HIPAA Hoopla

So someone at work anonymously posted the following NYT article
at work the other day, with pertinent sections highlighted. It addressed the culture of secrecy and frustration in the health care community since HIPAA has been ridiculously overinterpreted. This panic has been going on since about 2000. Even when it would benefit a patient, I can't talk to their relatives or partners who *regularly attend appointments with them* without a signed release "because of HIPAA." Check this out:

Hipaa was designed to allow Americans to take their health insurance coverage with them when they changed jobs, with provisions to keep medical information confidential. But new studies have found that some health care providers apply Hipaa regulations overzealously, leaving family members, caretakers, public health and law enforcement authorities stymied in their efforts to get information.

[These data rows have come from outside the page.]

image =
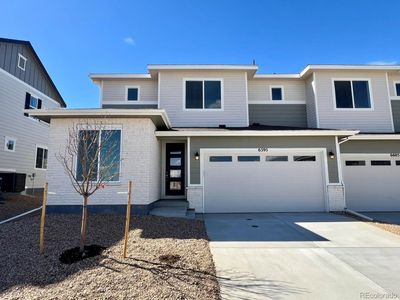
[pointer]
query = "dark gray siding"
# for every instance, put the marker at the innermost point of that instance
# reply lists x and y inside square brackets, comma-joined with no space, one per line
[33,74]
[196,143]
[374,146]
[136,106]
[293,115]
[396,114]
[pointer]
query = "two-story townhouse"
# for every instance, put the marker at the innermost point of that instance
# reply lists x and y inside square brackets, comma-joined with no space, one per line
[227,139]
[24,84]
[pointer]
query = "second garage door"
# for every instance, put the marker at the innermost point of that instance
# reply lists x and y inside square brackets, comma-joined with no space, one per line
[276,181]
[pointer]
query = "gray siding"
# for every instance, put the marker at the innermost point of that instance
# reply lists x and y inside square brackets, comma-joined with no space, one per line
[396,115]
[311,111]
[377,146]
[33,74]
[294,115]
[255,142]
[27,131]
[378,119]
[235,108]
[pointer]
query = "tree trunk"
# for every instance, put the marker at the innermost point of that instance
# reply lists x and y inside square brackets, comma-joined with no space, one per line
[84,224]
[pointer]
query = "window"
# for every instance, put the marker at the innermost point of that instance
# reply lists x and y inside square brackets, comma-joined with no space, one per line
[355,162]
[352,94]
[304,158]
[397,89]
[9,144]
[132,93]
[21,62]
[220,158]
[248,158]
[203,94]
[276,158]
[106,161]
[41,158]
[380,162]
[276,93]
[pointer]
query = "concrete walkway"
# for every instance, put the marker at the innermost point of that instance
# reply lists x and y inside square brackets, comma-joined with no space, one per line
[302,256]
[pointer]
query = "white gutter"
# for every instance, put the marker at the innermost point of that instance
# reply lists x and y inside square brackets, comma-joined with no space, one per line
[211,132]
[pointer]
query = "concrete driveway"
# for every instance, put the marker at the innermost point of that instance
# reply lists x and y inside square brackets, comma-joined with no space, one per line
[303,256]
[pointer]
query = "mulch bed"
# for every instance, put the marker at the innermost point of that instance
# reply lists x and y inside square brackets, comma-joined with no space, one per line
[14,204]
[168,258]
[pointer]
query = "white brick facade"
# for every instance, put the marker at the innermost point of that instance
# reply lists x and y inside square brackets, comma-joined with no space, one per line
[140,163]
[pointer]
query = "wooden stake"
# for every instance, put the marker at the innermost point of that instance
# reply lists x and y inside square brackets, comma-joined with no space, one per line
[128,218]
[42,220]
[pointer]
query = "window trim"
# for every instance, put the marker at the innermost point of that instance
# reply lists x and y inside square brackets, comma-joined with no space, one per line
[105,127]
[126,93]
[20,56]
[8,138]
[221,80]
[42,147]
[282,91]
[372,108]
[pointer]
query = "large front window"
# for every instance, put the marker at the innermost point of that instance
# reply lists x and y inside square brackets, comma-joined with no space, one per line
[352,94]
[99,155]
[203,94]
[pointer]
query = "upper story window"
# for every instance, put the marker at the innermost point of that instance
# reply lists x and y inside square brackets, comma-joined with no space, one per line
[397,89]
[21,62]
[352,94]
[132,93]
[276,93]
[203,94]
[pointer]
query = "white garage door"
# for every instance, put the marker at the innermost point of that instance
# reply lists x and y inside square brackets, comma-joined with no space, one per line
[276,181]
[372,182]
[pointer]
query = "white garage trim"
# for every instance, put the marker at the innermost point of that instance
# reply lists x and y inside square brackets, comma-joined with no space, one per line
[321,151]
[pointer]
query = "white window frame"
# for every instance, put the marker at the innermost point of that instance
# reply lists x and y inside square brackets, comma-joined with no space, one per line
[276,87]
[105,127]
[42,147]
[394,87]
[371,98]
[21,57]
[221,80]
[126,93]
[6,140]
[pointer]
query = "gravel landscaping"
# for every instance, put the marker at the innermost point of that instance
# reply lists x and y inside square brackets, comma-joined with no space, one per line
[168,258]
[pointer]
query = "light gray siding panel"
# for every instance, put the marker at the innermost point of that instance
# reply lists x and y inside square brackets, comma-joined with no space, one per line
[33,74]
[294,115]
[27,131]
[115,90]
[376,120]
[396,115]
[370,146]
[310,96]
[235,108]
[293,89]
[196,143]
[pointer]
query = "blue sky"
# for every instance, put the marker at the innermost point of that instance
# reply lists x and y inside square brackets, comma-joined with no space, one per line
[75,38]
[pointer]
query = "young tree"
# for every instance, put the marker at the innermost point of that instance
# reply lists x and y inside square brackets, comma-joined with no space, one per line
[91,159]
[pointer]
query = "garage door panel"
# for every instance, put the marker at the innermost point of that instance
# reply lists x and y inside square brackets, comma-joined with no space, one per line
[372,187]
[263,186]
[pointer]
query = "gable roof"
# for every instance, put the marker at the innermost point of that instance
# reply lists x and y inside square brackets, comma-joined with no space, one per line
[30,47]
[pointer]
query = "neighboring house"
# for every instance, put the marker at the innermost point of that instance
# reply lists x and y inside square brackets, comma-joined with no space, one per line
[24,84]
[230,140]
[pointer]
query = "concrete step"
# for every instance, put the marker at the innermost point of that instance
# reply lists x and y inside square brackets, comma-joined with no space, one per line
[172,212]
[171,203]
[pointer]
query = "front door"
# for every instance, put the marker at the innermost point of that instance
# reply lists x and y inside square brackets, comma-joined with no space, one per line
[175,169]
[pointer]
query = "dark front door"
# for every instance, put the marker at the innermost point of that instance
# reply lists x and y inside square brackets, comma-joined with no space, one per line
[175,169]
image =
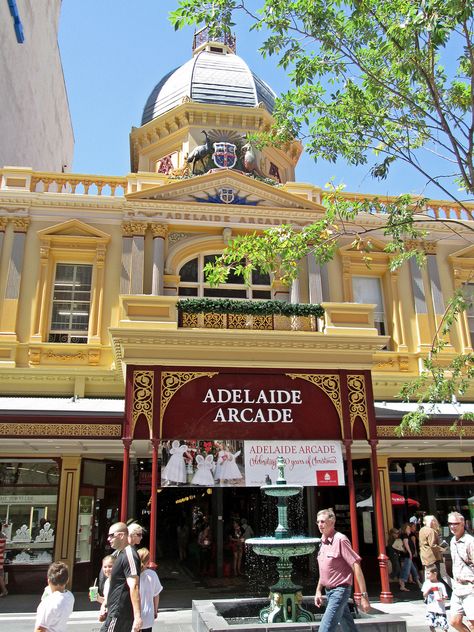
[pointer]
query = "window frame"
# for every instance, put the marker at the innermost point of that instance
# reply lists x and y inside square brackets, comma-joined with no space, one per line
[69,331]
[72,242]
[201,285]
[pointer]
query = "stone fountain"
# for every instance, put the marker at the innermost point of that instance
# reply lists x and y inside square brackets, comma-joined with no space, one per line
[285,596]
[286,600]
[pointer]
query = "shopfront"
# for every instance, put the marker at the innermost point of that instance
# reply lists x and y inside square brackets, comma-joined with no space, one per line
[28,514]
[216,429]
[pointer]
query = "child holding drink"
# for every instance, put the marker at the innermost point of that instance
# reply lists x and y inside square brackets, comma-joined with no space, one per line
[435,596]
[107,565]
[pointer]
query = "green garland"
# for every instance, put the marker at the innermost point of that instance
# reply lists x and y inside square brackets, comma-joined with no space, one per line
[255,308]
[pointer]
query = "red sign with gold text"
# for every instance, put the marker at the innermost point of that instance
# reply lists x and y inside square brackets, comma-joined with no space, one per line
[249,404]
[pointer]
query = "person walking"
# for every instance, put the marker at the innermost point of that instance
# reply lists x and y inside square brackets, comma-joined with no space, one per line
[435,596]
[408,567]
[123,600]
[56,607]
[429,542]
[135,534]
[338,563]
[462,555]
[150,588]
[393,553]
[3,543]
[432,549]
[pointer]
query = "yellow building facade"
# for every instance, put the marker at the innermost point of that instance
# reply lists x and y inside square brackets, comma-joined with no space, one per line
[92,272]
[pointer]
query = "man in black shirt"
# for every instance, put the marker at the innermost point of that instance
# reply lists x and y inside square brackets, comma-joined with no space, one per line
[123,601]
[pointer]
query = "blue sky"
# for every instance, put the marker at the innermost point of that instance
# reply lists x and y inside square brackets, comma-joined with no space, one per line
[115,51]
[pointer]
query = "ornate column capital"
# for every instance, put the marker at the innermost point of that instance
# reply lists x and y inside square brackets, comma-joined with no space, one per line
[20,224]
[100,255]
[159,230]
[133,229]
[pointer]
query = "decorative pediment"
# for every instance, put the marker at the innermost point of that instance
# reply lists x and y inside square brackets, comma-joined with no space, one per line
[464,254]
[73,228]
[228,188]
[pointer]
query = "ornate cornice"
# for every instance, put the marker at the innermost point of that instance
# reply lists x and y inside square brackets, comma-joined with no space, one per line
[329,384]
[171,382]
[358,400]
[159,230]
[428,247]
[20,224]
[428,430]
[134,229]
[60,430]
[142,401]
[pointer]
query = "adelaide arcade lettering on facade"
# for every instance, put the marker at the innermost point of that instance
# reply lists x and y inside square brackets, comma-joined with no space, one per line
[261,397]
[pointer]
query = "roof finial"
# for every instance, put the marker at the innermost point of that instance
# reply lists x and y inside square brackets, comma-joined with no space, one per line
[203,36]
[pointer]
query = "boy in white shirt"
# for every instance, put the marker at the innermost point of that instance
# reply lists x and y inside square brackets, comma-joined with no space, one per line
[435,595]
[150,588]
[55,608]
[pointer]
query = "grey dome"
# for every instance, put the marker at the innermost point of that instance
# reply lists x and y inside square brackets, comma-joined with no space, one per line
[209,77]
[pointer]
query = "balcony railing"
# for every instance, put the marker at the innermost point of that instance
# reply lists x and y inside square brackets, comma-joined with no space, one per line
[170,313]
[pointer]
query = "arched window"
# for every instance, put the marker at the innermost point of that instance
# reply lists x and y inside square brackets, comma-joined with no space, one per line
[193,283]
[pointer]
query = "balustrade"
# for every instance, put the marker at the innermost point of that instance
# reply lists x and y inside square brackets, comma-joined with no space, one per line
[77,184]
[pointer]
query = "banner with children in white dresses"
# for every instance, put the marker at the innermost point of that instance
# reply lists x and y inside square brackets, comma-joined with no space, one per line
[250,463]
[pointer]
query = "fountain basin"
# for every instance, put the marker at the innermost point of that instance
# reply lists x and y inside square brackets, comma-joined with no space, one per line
[283,547]
[241,615]
[280,490]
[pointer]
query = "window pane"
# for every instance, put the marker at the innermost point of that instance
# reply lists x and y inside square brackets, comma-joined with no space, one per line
[189,272]
[262,294]
[71,303]
[260,278]
[223,293]
[188,291]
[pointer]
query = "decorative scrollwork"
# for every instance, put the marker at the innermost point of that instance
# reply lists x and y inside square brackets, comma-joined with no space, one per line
[60,430]
[358,400]
[330,385]
[172,382]
[143,383]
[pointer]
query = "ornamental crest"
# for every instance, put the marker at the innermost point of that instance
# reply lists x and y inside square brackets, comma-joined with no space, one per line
[224,155]
[226,195]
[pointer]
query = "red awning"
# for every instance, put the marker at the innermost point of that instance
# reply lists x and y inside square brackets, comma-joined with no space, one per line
[399,500]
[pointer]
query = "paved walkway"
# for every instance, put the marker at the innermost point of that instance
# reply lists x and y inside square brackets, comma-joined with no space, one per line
[17,612]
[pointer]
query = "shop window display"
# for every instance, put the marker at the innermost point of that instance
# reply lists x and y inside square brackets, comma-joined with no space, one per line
[28,509]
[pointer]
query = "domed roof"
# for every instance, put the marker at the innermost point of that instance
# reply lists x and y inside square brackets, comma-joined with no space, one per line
[212,76]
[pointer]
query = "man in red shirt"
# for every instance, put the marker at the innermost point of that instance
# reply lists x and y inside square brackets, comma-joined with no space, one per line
[338,562]
[3,541]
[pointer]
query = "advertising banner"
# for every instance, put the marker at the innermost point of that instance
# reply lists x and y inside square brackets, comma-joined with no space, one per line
[215,463]
[308,463]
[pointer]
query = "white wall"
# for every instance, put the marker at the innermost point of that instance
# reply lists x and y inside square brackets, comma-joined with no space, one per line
[35,124]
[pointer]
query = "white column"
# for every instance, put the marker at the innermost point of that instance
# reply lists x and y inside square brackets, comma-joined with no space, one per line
[159,232]
[133,254]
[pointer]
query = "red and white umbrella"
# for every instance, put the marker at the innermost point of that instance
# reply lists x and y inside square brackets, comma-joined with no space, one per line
[399,500]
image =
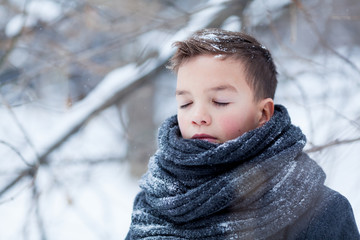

Experts say many providers do not understand the law, have not trained their staff members to apply it judiciously, or are fearful of the threat of fines and jail terms — although no penalty has been levied in four years.

Some reports blame the language of the law itself, which says health care providers may share information with others unless the patient objects, but does not require them to do so. Thus, disclosures are voluntary and health care providers are left with broad discretion.

The unnecessary secrecy is a “significant problem,” said Mark Rothstein, chairman of a privacy subcommittee that advises the Department of Health and Human Services, which administers Hipaa. “It’s drummed into them that there are rules they have to follow without any perspective,” he said about health care providers. “So, surprise, surprise, they approach it in a defensive, somewhat arbitrary and unreasonable way.”

I have believed what I've been told about HIPAA requirements, but apparently the extent of the law has been exaggerated. We take HIPAA privacy so far that we aren't even allowed to use full patient names in our internal emails to need to know staff. It's not like I'm going to argue with our corporate compliance officer, who can fire me. But it's good even in the abstract to know that the law isn't as short sighted and harmful as we've all been led to believe.